In 1857 his "aversion to slavery prompted him to switch political allegiances from the Democratic to the Republican Party" (Session Weekly, February 23, 1996, p. 22). He ran unsuccessfully as the Republican party endorsed candidate for the Minnesota Territorial Council in the 1857 and 1858 elections.
He was elected Lieutenant Governor of Minnesota as a Republican in the 1859 election.
"In 1862 Donnelly won the first of his three congressional terms as a Republican" (St. Paul Pioneer Press, July 30, 1999). He resigned as Lieutenant Governor of Minnesota to serve in the United States House of Representatives in 1863.
He was an unsuccessful candidate for reelection to the United States House of Representatives in 1868 and an unsuccessful candidate for election to the United States House of Representatives in 1870.
"In 1873, Donnelly joined the Grange, an agrarian-rights group formed in Minnesota in 1868. He helped form the Anti-Monopolist Party, which combined the principles of the Democratic Party and the Grange, and ran successfully for the state Senate in 1873 as a member of the new party. He held that office until 1878 as an anti-monopolist and a 'greenbacker,' one who advocated the use of inconvertible paper money" (Session Weekly, February 23, 1996, p. 24).

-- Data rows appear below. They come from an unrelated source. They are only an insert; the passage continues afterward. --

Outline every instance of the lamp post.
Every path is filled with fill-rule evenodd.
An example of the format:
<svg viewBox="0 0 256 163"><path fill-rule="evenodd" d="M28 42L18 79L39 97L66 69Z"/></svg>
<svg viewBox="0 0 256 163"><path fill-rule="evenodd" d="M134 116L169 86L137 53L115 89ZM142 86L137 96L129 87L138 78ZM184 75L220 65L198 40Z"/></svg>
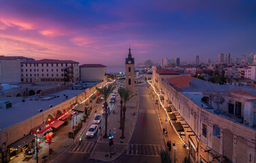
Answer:
<svg viewBox="0 0 256 163"><path fill-rule="evenodd" d="M38 128L37 129L37 137L36 137L36 139L37 139L37 163L38 163L38 147L37 147L37 132L38 132Z"/></svg>
<svg viewBox="0 0 256 163"><path fill-rule="evenodd" d="M189 149L189 157L188 157L188 159L190 161L190 147L189 147L189 145L185 143L184 145L183 145L183 147L184 148L187 148Z"/></svg>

"A temporary coalition of union labor and Alliance farmers nominated Donnelly for governor in 1888. He doubted its chances for success and soon withdrew" (MNopedia, April 18, 2016).
In 1892, "he was tapped to write the founding document of the newly formed People's Party" (Minnesota Lawyer, May 30, 2018). He was an unsuccessful candidate for governor on the People's Party ticket in 1892 (MNopedia, April 18, 2016).
He was nominated for Vice President of the United States by the Populist/People's Party in 1900.
He was of Irish and Scottish ancestry.
He moved to Nininger, Dakota County, Minnesota sometime between 1855 to 1857.
He was a best-selling author (Minnesota Lawyer, May 30, 2018).
"He has never been a member of any church, but his friends say that his books show the profoundest respect for Christianity and a most unshaken belief in the immortality of the soul." (Progressive Men of Minnesota, 1897, p. 416)
Religion provided by Progressive Men of Minnesota, 1897.